CARomein · September 22, 2022

I work a lot with training language-models (Handwriting Text Models or OCR models) that I train within (various) tools and that model is then made public, within that tool for others to use. I would like this to be correctly referenced when people use this in their publications.

Is there any way of getting these recognised as publication outputs as well with a potential different type as the Datasets (as item type - https://www.zotero.org/support/dev/translators/datasets), or would you recommend something different?

E.g. I would like to have fields that allow for referencing the used tool (e.g. Transkribus, Kraken etc.) and a possible ID number they have within that system too.

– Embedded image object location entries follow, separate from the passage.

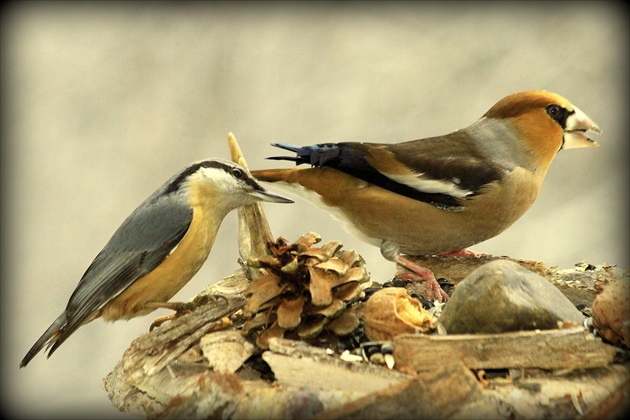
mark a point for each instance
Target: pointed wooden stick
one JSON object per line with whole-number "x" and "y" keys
{"x": 254, "y": 234}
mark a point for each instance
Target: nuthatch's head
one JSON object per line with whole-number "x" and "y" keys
{"x": 220, "y": 183}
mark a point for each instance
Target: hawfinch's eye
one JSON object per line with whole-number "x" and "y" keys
{"x": 554, "y": 111}
{"x": 237, "y": 173}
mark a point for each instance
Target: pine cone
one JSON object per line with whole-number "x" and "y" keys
{"x": 305, "y": 291}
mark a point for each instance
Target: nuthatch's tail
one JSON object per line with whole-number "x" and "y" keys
{"x": 49, "y": 338}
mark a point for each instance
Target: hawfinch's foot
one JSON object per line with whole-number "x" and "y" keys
{"x": 466, "y": 253}
{"x": 424, "y": 275}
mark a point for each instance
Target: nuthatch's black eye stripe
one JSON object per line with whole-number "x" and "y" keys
{"x": 232, "y": 170}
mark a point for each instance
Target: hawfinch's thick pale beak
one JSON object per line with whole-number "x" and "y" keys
{"x": 577, "y": 126}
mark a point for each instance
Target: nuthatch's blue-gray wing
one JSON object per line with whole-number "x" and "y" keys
{"x": 139, "y": 245}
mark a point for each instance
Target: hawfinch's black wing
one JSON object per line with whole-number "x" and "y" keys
{"x": 442, "y": 173}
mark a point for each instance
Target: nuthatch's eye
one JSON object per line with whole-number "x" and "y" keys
{"x": 238, "y": 173}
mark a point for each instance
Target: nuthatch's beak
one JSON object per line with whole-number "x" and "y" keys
{"x": 264, "y": 195}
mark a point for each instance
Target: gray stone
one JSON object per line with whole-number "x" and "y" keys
{"x": 502, "y": 296}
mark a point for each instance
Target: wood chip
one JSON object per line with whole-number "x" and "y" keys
{"x": 290, "y": 312}
{"x": 320, "y": 286}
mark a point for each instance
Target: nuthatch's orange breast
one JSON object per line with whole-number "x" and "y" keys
{"x": 172, "y": 274}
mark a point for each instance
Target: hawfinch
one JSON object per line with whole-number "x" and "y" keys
{"x": 439, "y": 195}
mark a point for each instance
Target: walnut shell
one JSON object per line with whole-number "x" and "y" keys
{"x": 391, "y": 312}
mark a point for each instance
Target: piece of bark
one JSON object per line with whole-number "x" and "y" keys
{"x": 297, "y": 364}
{"x": 438, "y": 393}
{"x": 570, "y": 395}
{"x": 547, "y": 349}
{"x": 152, "y": 352}
{"x": 616, "y": 405}
{"x": 226, "y": 351}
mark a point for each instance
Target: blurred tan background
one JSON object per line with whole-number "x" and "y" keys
{"x": 102, "y": 104}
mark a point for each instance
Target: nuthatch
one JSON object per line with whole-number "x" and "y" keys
{"x": 157, "y": 249}
{"x": 443, "y": 194}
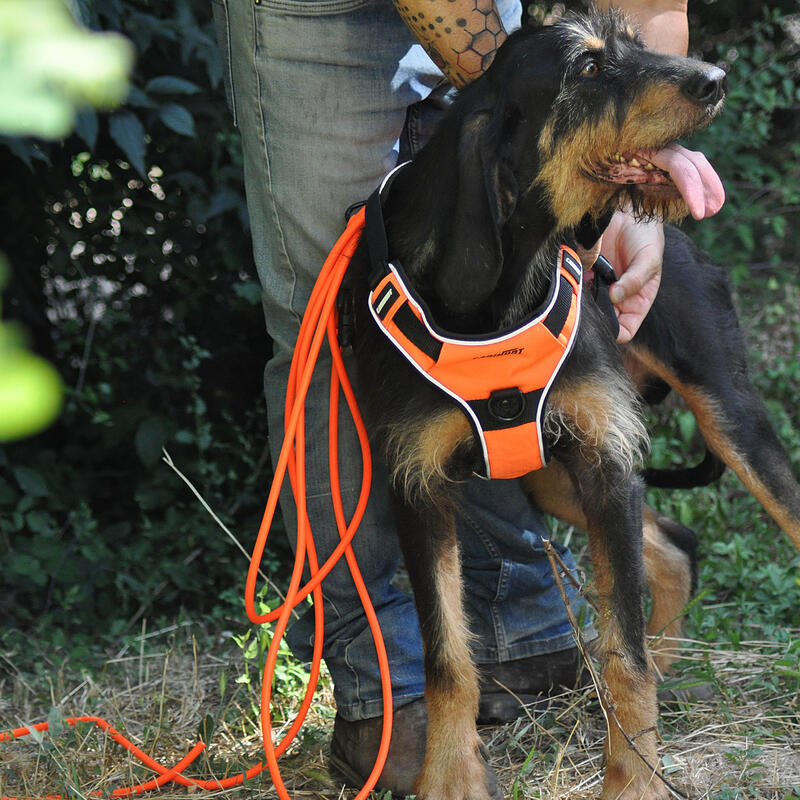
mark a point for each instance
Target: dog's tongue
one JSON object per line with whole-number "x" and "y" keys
{"x": 694, "y": 178}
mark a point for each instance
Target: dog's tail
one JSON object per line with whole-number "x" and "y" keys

adamsmith · September 22, 2022

How is this typically cited? I'd have figured software should work well for this

CARomein · September 23, 2022

That is an interesting suggestion. I will definitely look into it. For like 5 years historians/ people in DH have used 'data models' but - admittedly - do not cite them, nor do they often show that they have been using tools to organise their sources/data. Again, because of the lack of a 'type' to cite these datamodels, it is not done or done randomly.

bwiernik · September 23, 2022

Can you say what you mean explicitly? From what I can see, “Software” is exactly the correct type for such an item

CARomein · September 23, 2022

Well, where software - in my opinion - is the entire 'tool', this would be a particle within that tool created by a random person.

So if I use Transkribus (transkribus.eu) that constitutes the software; but I am building a little bit (an HTR-model) within that tool that I publicly share for others to be using. It is that particle that I'd like to properly reference (given that I have transcribed like 100s of pages to build such a Handwritting Text Model)

adamsmith · September 23, 2022

I disagree -- just like a python script is software even though it's built using other software (i.e. python), an AI model built with software is still software. This is also how I see e.g. NLP models built on training data being cited in computer science, e.g.

I think there is a general issue that non-traditional outputs are rarely cited properly in academia, but I don't think that's due to reference managers but rather due to slow-changing norms.